Chris Armstrong (again - the man does write about some interesting topics) has an interesting set of discussions regarding:
- Community and the Long Tail (pt 1)
- Community and the Long Tail (pt 2)
- Filters and the Long Tail: Part 1, Part 2, Part 3,
- Remixing and the Long Tail
At some level, all this stuff is about the same stuff - that people can self-select into small groups of high affinity, and that content, goods and services can do the same.
Chris' point about Filters is critical - this is the value of the community and the long tail - finding what is relvant to the community. Without "tastemakers" / "agents" who either set the trends or fill needs based on demand, the community will disappate. In my experience, the value people receive in exchange fore participating in a community comes from:
- Sharing: Connecting with like-minded people
- Learning: Becoming more educated about their interest / affinity
- Acquiring: Finding goods and/or services that are related to the affinity
Filters are critical for all three endeavors. Filters, to rehash Gladwell, serve as teachers (Mavens), promoters (Salesmen) and, well, Connectors.
As Chris points out, however, these rols no longer need to be performed by individuals, or evey by any human. Instead, software can now step in and create new forms of filtering. Software can connect you to people (e.g., eHarmony), goods and services (Amazon's "people who bought this also bought"), and information (Related Stories on the NY Times). What's important about this? Well, it allows for a couple of things:
1. Communities to form with less friction.
With software easing the movement of information, I no longer have to rely on knowing "the right people" to find what I need / what's important. Thus, I can stay current with the community with less effort.

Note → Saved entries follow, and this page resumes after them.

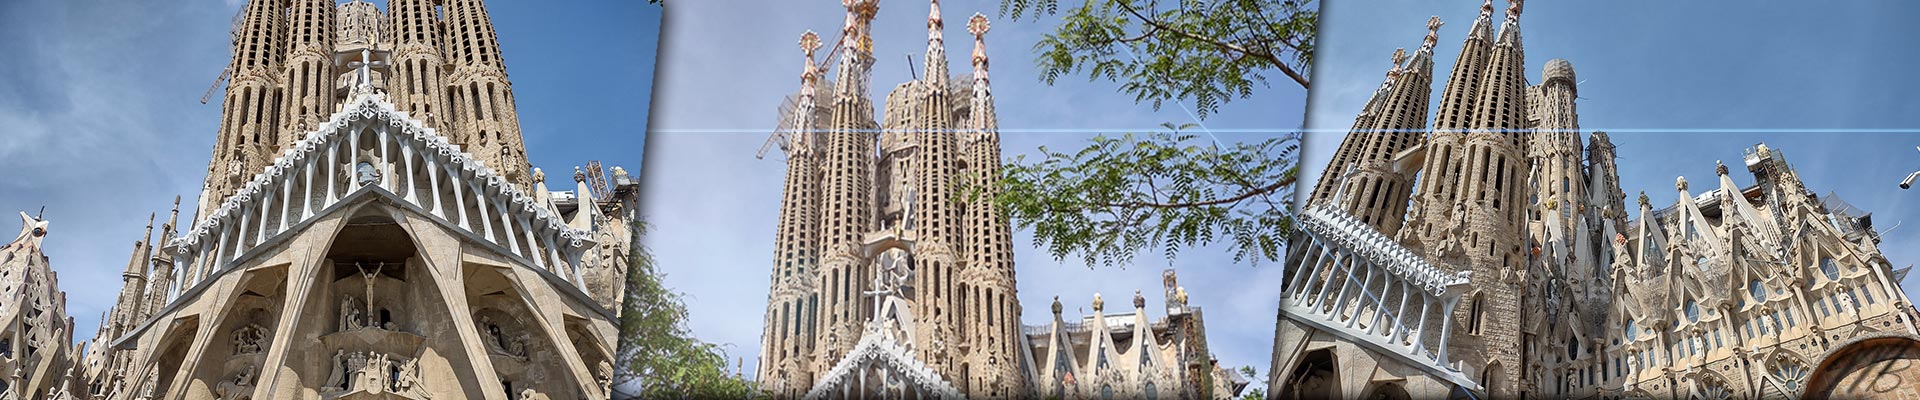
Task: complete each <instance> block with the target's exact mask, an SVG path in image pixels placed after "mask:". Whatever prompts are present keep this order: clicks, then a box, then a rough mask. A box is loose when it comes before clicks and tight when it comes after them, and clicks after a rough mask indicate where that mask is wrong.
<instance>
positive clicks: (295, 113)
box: [267, 0, 378, 158]
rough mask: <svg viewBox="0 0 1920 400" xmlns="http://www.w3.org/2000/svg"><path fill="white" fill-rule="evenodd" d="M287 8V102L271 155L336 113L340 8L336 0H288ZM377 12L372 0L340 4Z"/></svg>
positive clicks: (283, 79) (347, 10) (282, 109)
mask: <svg viewBox="0 0 1920 400" xmlns="http://www.w3.org/2000/svg"><path fill="white" fill-rule="evenodd" d="M288 2H290V4H288V10H286V19H288V21H286V23H288V25H286V46H288V52H286V65H282V73H280V85H284V94H286V104H284V108H282V117H280V135H278V137H275V150H273V152H271V154H267V158H275V156H280V152H282V150H286V146H290V144H294V142H296V140H300V138H301V135H305V133H307V131H313V129H319V127H321V123H323V121H324V119H326V117H328V115H332V113H334V104H336V96H334V83H336V81H338V75H336V73H334V60H332V58H334V38H336V29H334V25H336V19H338V15H336V12H334V0H288ZM348 10H365V12H374V13H378V10H374V6H372V4H369V2H349V4H342V6H340V12H348Z"/></svg>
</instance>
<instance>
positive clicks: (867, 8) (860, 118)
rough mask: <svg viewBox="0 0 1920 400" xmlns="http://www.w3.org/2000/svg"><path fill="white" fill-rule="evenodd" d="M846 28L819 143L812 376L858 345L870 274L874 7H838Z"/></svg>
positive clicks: (871, 201) (873, 135) (871, 177)
mask: <svg viewBox="0 0 1920 400" xmlns="http://www.w3.org/2000/svg"><path fill="white" fill-rule="evenodd" d="M841 4H843V6H847V25H845V27H843V29H841V42H839V46H841V48H839V50H837V52H839V65H835V69H837V71H835V73H837V75H835V81H833V113H831V117H829V119H828V127H826V133H824V137H822V140H824V144H826V146H824V148H822V154H820V156H822V165H820V169H822V179H820V181H822V187H820V281H818V285H814V287H816V288H818V290H820V294H822V296H820V317H818V323H820V329H816V331H814V333H816V346H814V363H812V369H814V371H826V369H829V367H833V363H835V362H839V356H843V354H847V350H851V348H852V344H854V340H858V338H860V325H862V323H864V321H866V315H868V312H866V308H862V306H860V294H862V292H864V290H866V287H868V283H870V281H872V267H870V265H868V260H866V256H864V254H862V252H860V246H862V237H866V233H868V231H870V229H874V227H872V225H874V223H872V221H874V210H872V208H870V206H872V204H874V198H872V194H874V177H872V171H874V129H877V127H879V125H877V123H874V100H870V98H868V85H866V83H868V77H870V73H872V67H874V56H872V50H874V42H872V40H874V38H872V37H870V27H872V21H874V13H877V12H879V0H841Z"/></svg>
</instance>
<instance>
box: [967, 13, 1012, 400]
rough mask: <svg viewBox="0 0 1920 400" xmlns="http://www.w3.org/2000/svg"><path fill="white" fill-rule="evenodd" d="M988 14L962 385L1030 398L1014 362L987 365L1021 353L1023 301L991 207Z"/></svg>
mask: <svg viewBox="0 0 1920 400" xmlns="http://www.w3.org/2000/svg"><path fill="white" fill-rule="evenodd" d="M989 29H991V23H989V21H987V15H981V13H973V17H970V19H968V33H972V35H973V96H972V104H970V106H968V110H972V112H970V119H972V121H970V123H966V127H964V129H968V131H970V133H968V135H970V137H968V138H966V146H968V150H966V158H968V162H966V165H968V171H966V173H964V177H966V179H970V183H968V187H972V188H977V196H975V198H970V200H968V202H966V235H962V238H964V242H966V246H964V248H966V269H964V271H962V273H960V283H962V288H964V290H962V294H960V296H962V302H964V304H962V306H960V313H962V315H964V317H966V319H964V321H962V325H966V327H970V331H968V333H964V337H968V340H972V342H970V346H972V348H973V352H972V354H970V356H968V358H970V360H972V362H970V365H973V367H972V379H973V381H970V383H960V385H964V387H966V388H968V392H970V394H975V396H985V398H1008V396H1020V394H1025V392H1027V390H1025V387H1027V385H1029V383H1027V381H1025V375H1021V373H1020V369H1018V363H1016V362H1014V360H989V358H993V354H1020V350H1018V346H1020V335H1021V331H1020V329H1021V327H1020V296H1018V285H1016V281H1014V248H1012V242H1014V235H1012V225H1010V223H1008V221H1006V215H1002V213H1000V212H998V210H996V208H995V206H993V196H996V194H998V192H1000V190H998V187H996V185H995V181H996V179H998V177H1000V127H998V115H996V113H995V104H993V88H991V87H989V81H987V65H989V62H987V31H989Z"/></svg>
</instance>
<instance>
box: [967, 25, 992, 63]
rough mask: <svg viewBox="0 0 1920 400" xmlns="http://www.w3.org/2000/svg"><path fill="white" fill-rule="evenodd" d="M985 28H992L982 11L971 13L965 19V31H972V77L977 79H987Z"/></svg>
mask: <svg viewBox="0 0 1920 400" xmlns="http://www.w3.org/2000/svg"><path fill="white" fill-rule="evenodd" d="M987 29H993V25H991V23H987V15H983V13H973V17H968V21H966V31H968V33H973V77H979V79H987Z"/></svg>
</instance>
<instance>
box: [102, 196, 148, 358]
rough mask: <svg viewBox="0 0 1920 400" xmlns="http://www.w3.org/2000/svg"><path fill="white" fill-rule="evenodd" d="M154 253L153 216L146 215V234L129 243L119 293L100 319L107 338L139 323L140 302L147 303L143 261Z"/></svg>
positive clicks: (144, 271) (140, 236)
mask: <svg viewBox="0 0 1920 400" xmlns="http://www.w3.org/2000/svg"><path fill="white" fill-rule="evenodd" d="M152 254H154V215H148V217H146V233H142V235H140V240H138V242H132V256H131V258H129V260H127V271H123V273H121V294H119V298H117V300H115V306H113V310H111V313H109V315H108V319H111V321H100V323H102V325H109V327H111V329H108V333H109V337H119V335H123V333H127V331H129V329H132V325H140V319H142V315H140V313H142V310H144V308H142V302H146V263H148V256H152Z"/></svg>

2. Clearing prices to normalize, decreasing arbitrage margins
With poor information / information asymmetry, generally there are some enterprising types who can find one person's junk and turn around and sell it to someone else for whom it is a treasure. This means that the arbitrageur makes a tremendous margin on a single transaction, but it also means that very few transactions actually clear. As people get a clearer sense of what is demanded and what is available, the prices should move toward equilibrium, meaning that even though the arbitrage margin will dwindle, the volume should increase. This is classic long tail economics, but always worth remembering because often people ignore investing in the long tail because they feel "there is no money there". What they mean, of course, is that there is little visible demand at the time they are making the investment decision. However, if they could identify the latent demand, they might see a significantly different financial picture.